Di fatto si cerca di sgominare la contraddizione per cui, da un lato l’UE condanna gli insediamenti illegali, come quelli israeliani nei Territori palestinesi a quelli marocchini nel Sahara occidentale, considerandoli un ostacolo alla pace e alla stabilità internazionale; ma dall’altro non pone ostacoli al commercio con chi trae profitto da una prevaricazione simile.
Da tempo l’Unione Europea sembra aver abdicato al tentativo velleitario di “potenza civile” mediante provvedimenti di ‘soft power’, come con la prescrizione di condizionalità nei partenariati e nei capitolati commerciali con altri stati o enti internazionali, a tutela di diritti umani o ambientali.

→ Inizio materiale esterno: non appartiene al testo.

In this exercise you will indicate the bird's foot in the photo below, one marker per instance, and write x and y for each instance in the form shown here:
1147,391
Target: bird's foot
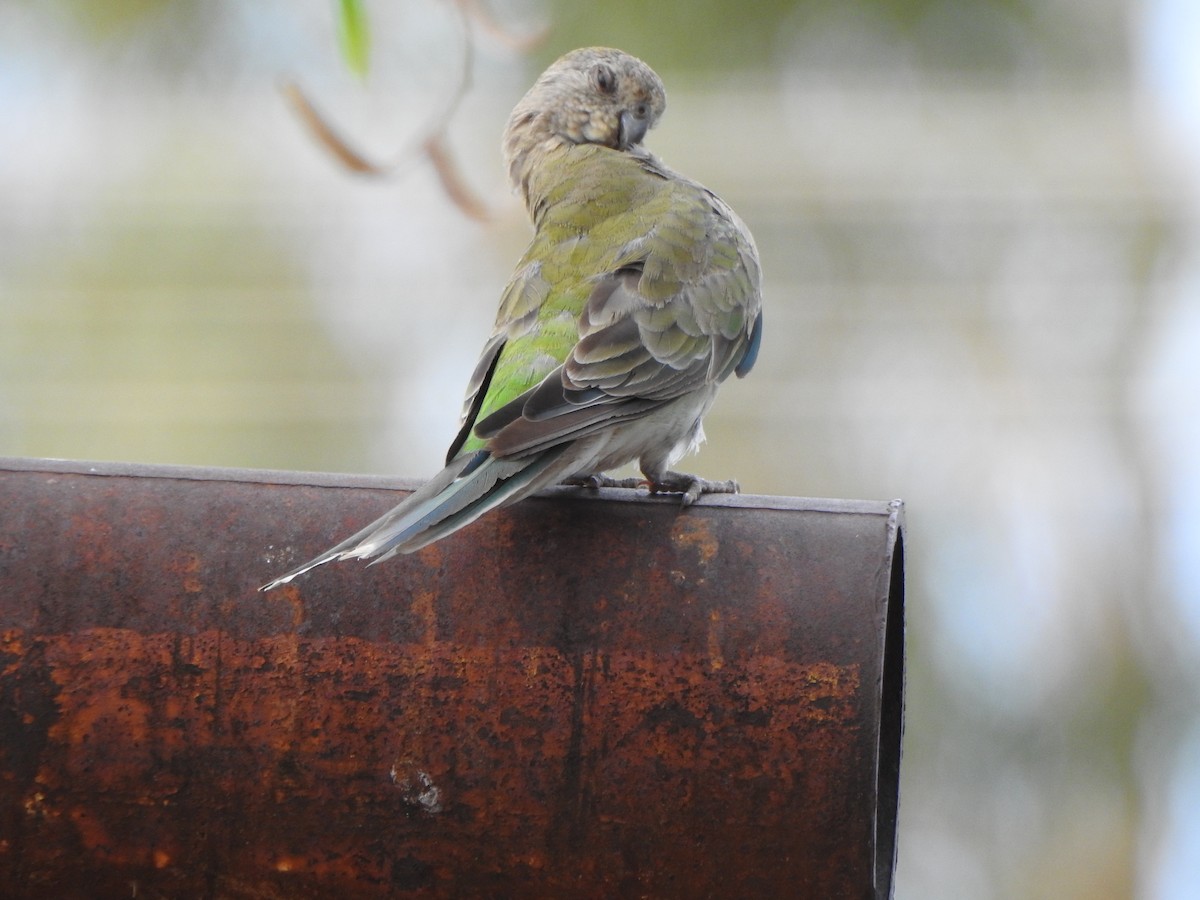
598,480
690,486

Una delle motivazioni dell’arretramento su questo fronte istituzionale è da ricercare nella rimonta della centralità decisionale dei governi nazionali almeno dalla crisi dei fondi sovrani del 2010.
La seguente deriva sovranista, acuita dal ripristino di frontiere esterne ed interne fino alle misure eccezionali di blocco alla mobilità per la crisi sanitaria ha acuito questa tendenza.
L’obiettivo della campagna è perciò doppiamente ambizioso, in quanto si tratta di raccogliere un milione di firme entro un anno in tutti i paesi della UE, ognuno con una soglia minima per l’ammissibilità dell’iniziativa, che per l’Italia corrisponde a circa 55mila sottoscrizioni, così da sottoporre la proposta alla Commissione Europea.